Expulso do paraíso terrestre
Mesmo sem ter cometido nenhum pecado original, em 202132 anos depois de pisar lá pela primeira vez, o zelador foi expulso do paraíso na terra e forçado a deixar a ilha.
Morandi teve que deixar Budelli a pedido da autoridade do parque, devido à necessidade de intervenções que não podem mais ser estendidas na ilha (uma série de intervenções de manutenção, incluindo obras na casa de Morandi) e, também, pela ambiguidade do seu papel.

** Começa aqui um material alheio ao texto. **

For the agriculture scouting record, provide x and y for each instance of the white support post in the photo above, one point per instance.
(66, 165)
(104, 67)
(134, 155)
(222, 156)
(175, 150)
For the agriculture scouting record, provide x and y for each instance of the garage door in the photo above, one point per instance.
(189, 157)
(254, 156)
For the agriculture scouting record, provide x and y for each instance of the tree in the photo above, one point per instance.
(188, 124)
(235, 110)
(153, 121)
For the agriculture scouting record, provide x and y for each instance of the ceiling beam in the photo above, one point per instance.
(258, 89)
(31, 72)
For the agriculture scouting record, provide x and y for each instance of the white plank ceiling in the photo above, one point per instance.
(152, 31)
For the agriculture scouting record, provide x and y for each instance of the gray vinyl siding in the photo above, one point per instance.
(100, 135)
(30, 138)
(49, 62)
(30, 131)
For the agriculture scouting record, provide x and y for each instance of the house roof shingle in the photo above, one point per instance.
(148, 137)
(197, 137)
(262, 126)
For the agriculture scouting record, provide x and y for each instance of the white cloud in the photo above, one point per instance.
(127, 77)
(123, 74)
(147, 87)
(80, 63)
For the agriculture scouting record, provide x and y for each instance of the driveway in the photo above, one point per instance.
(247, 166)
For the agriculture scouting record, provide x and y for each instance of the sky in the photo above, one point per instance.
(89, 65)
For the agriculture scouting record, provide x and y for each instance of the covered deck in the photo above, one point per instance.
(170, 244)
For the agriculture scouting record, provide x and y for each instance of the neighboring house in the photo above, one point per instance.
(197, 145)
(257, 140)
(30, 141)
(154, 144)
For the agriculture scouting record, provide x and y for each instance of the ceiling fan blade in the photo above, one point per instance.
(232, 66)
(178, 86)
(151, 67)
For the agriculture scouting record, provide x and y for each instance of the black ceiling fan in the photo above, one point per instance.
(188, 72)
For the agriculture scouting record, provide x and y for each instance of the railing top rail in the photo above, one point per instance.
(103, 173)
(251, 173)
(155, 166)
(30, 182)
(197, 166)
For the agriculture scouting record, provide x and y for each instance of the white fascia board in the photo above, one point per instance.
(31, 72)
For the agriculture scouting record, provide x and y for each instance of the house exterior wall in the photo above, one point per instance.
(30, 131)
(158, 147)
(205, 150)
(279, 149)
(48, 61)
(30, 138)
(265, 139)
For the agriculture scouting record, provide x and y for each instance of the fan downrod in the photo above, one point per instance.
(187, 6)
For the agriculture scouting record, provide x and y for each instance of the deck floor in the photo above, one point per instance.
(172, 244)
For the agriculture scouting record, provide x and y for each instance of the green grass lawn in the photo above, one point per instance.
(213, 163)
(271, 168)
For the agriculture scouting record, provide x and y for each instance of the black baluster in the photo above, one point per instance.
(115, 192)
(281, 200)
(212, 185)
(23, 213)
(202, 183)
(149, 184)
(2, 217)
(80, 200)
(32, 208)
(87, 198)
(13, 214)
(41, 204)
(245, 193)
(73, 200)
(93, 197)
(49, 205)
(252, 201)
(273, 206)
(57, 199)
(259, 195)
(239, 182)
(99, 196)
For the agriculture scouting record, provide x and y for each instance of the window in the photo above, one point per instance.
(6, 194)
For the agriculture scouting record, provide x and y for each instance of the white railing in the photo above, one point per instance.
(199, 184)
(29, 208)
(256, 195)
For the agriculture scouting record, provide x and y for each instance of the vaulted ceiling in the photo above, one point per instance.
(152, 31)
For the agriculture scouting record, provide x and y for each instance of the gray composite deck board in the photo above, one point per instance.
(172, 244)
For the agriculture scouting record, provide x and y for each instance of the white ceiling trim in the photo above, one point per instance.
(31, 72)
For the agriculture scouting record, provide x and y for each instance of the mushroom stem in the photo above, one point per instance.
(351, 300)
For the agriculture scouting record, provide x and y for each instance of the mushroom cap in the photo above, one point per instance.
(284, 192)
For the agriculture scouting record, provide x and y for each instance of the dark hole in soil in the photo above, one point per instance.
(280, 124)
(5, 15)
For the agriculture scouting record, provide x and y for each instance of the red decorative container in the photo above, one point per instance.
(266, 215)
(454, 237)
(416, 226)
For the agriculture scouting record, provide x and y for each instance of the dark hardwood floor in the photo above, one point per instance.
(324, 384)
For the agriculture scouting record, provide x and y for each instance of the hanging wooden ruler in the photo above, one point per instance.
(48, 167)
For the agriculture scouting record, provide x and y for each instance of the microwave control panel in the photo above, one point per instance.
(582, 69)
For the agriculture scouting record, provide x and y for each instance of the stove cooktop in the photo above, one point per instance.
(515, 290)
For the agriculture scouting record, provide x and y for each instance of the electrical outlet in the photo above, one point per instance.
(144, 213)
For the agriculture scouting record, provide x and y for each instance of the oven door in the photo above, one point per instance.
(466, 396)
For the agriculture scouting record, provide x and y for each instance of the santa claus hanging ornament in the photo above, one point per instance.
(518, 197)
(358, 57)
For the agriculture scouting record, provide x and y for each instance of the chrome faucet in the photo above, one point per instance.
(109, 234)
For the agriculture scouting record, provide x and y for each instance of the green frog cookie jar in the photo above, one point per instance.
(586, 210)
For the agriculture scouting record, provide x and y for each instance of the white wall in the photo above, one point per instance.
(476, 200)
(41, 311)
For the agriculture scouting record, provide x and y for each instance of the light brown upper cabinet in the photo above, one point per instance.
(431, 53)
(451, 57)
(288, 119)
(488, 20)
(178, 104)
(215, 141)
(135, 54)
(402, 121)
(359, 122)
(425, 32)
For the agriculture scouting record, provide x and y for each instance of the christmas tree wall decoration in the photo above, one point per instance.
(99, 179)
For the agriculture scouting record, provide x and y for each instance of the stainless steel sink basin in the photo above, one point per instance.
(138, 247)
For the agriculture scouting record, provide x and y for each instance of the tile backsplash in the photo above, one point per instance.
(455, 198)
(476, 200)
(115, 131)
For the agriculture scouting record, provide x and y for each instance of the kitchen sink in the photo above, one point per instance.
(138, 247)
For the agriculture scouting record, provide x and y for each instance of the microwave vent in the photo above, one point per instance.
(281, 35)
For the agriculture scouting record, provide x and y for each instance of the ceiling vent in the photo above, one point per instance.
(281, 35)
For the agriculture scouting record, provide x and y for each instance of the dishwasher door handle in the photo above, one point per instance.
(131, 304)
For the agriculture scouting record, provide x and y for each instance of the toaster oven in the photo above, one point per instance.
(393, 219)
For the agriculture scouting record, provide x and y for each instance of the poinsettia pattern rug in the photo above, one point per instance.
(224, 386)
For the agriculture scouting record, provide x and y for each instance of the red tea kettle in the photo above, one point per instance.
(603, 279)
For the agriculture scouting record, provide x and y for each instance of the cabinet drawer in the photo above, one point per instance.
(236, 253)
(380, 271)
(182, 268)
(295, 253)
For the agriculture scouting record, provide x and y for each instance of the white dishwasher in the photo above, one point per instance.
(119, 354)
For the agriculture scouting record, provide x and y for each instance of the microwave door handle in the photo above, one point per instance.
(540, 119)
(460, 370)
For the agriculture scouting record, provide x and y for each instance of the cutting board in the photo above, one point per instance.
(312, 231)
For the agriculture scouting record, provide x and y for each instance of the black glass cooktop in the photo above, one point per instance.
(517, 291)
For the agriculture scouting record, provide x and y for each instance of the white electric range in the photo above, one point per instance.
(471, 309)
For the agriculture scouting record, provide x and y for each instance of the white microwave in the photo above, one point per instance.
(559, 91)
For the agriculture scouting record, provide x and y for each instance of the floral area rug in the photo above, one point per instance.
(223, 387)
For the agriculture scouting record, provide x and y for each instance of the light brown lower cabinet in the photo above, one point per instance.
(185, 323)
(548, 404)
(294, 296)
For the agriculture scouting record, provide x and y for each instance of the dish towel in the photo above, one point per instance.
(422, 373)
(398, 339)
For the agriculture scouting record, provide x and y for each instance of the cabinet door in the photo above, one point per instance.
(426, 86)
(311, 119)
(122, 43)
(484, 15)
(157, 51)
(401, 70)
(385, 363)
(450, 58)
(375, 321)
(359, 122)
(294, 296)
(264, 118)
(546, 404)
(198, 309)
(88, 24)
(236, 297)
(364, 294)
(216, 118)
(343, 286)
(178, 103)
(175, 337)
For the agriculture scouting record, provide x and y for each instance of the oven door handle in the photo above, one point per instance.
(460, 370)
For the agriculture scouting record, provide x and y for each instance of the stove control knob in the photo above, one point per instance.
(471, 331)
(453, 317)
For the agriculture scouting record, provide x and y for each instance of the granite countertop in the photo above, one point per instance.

O homem não tinha um papel formal, a figura do zelador não está de fato prevista na legislação relativa a parques e áreas protegidas.
Depois de inicialmente ter resistido e oferecido continuar a ser o zelador da ilha gratuitamente e de forma voluntária, recolhendo também milhares de assinaturas em apoio à sua permanência na ilha após o lançamento de uma petição, o homem, já idoso, está capitulou diante da inexorabilidade da burocracia e deixou Budelli. Em 2021 Morandi, agora intimamente ligado à Sardenha, foi viver em La Maddalena.
A busca pela beleza
Na natureza agreste da ilha de Budelli, Morandi talvez tenha vislumbrado o divino. Embora os locais de culto ocidentais sejam geralmente artefactos construídos inteiramente pelo homem e localizados em centros urbanos, noutras áreas do planeta lugares sagrados são quase sempre encontrados na naturezaexplicitando uma continuidade que agora se perdeu.
“Minha vida tem sido de total empatia com a natureza e o meio ambiente”declarou o eremita de Budelli, depois de ter passado mais de trinta anos em busca da beleza, numa pequena ilha composta maioritariamente por carbonato de cálcio, num universo submerso pelo sofrimento.